Indian logistics major, Gati, has signed a joint venture pact with Air India Cargo in a move aimed at providing competition in the domestic cargo aviation space to Blue Dart Express, owned by DHL, a unit of German postal services giant Deutsche Post.
Gati managing director and chief executive, Mahendra Agarwal, said that his firm would lease up to five freighter aircraft by March 2008 from Air India Cargo, a unit of state-run National Aviation Company Ltd (NACIL). He added that the aim was to garner 11 per cent market share by December 2008.
According to Agarwal, the freighters would help the company carry more cargo with no restrictions on timings, quantity or type. For Gati this is a move up in the airfreight business, as it will now transit from hiring limited space in the belly of passenger aircraft to leasing an entire plane''s capacity.
The capacity increase would enable Gati to carry more perishable commodities, such as flowers and vegetables and refrigerated products like pharmaceuticals.
India''s domestic air cargo industry, which is dominated by Blue Dart Express, has been growing at a compounded growth rate of over 11 per cent over the past five years.

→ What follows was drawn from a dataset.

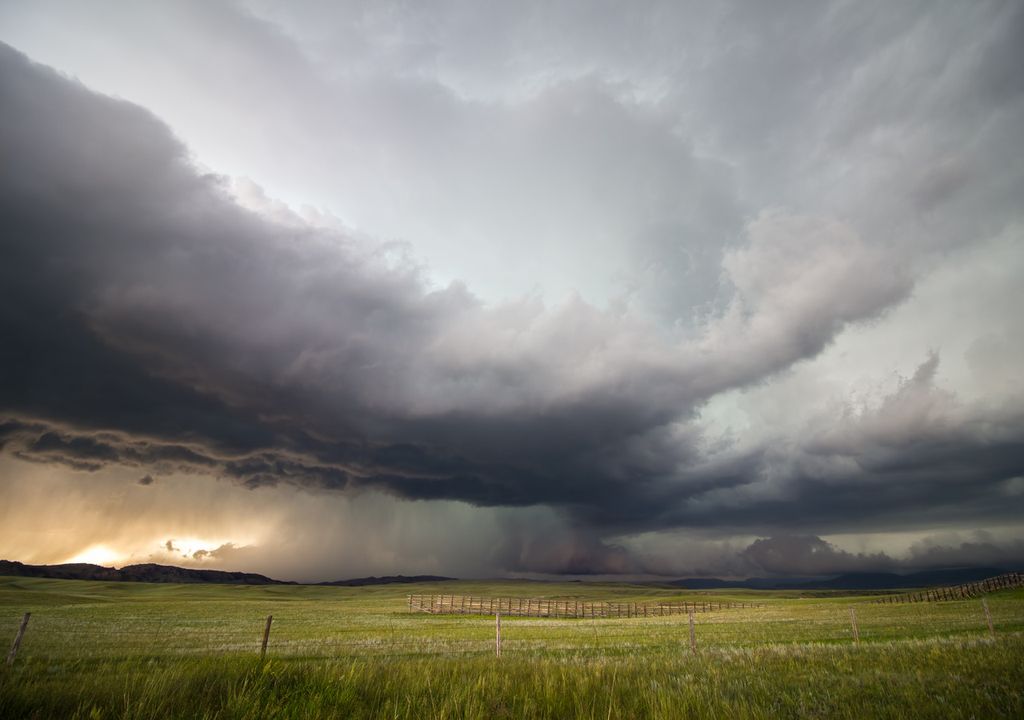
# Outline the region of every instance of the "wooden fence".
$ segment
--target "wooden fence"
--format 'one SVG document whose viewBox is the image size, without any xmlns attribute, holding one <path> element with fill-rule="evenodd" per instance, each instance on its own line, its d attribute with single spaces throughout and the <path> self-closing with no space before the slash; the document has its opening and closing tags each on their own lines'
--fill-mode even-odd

According to estimates, a booming economy may see domestic air cargo grow to 500,000 metric tonnes by March 2008, at a 20 per cent growth rate every year, over the next five years.
Gati expects the share of its aviation cargo business to double to 20 per cent in the fiscal year to June 2009, with revenues reaching $254 million.
Air India Cargo will continue to run its own logistics business separately and expects cargo operations to contribute a revenue of $228 million in the fiscal year to March 2008.
Gati plans to have a fleet of 10 freighters by July 2008.